A personal history of random data analysis

At the International Modal Analysis Conference IMAC XXIII in Orlando, FL, I gave an invited talk on February 1, 2005 where I spoke about some of my work in the field of random data analysis over the past 50 years. Prof. Al Wicks from Virginia Polytechnic Institute, the Conference Chairman, attended this session and asked me to write a paper to benefit people in the field. Prof. Rune Brincker from Aalborg University in Denmark, the Chairman of the first IOMAC International Operational Modal Analysis Conference, to be held in Copenhagen on April 26-27, 2005, was also present.

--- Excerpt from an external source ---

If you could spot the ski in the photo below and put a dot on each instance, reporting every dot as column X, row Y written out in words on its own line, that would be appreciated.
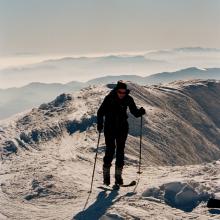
column 116, row 186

He invited me to write an introductory paper for the IOMAC Proceedings where I might use a historical perspective. This article was my response to Al Wicks and Rune Brincker. The IOMAC organizing committee also asked me to give the “Lecture of Honor” at the IOMAC conference dinner in Copenhagen on April 26, 2005. I greatly appreciated this special recognition for the contributions I was able to make with the help of people mentioned in this article. In particular, I want to acknowledge the close association with Allan Piersol, a mechanical engineer whom I met in 1960 when we did some pioneering research work for the Flight Dynamics Laboratory at WrightPatterson Air Force Base in Dayton, OH. Allan is the coauthor with me of six textbooks on Random Data Analysis and Engineering Applications, that were published by Wiley, New York, from 1966 to 2000. I also want to thank Paul Palo, an ocean engineer, who sponsored 10 years of research work from 1985 to 1995 that I did for the U. S. Naval Civil Engineering Laboratory and the Office of Naval Research. This work developed new practical ways to identify and analyze nonlinear system dynamic properties, and to two books on Nonlinear System Techniques and Applications published in 1990 and 1998.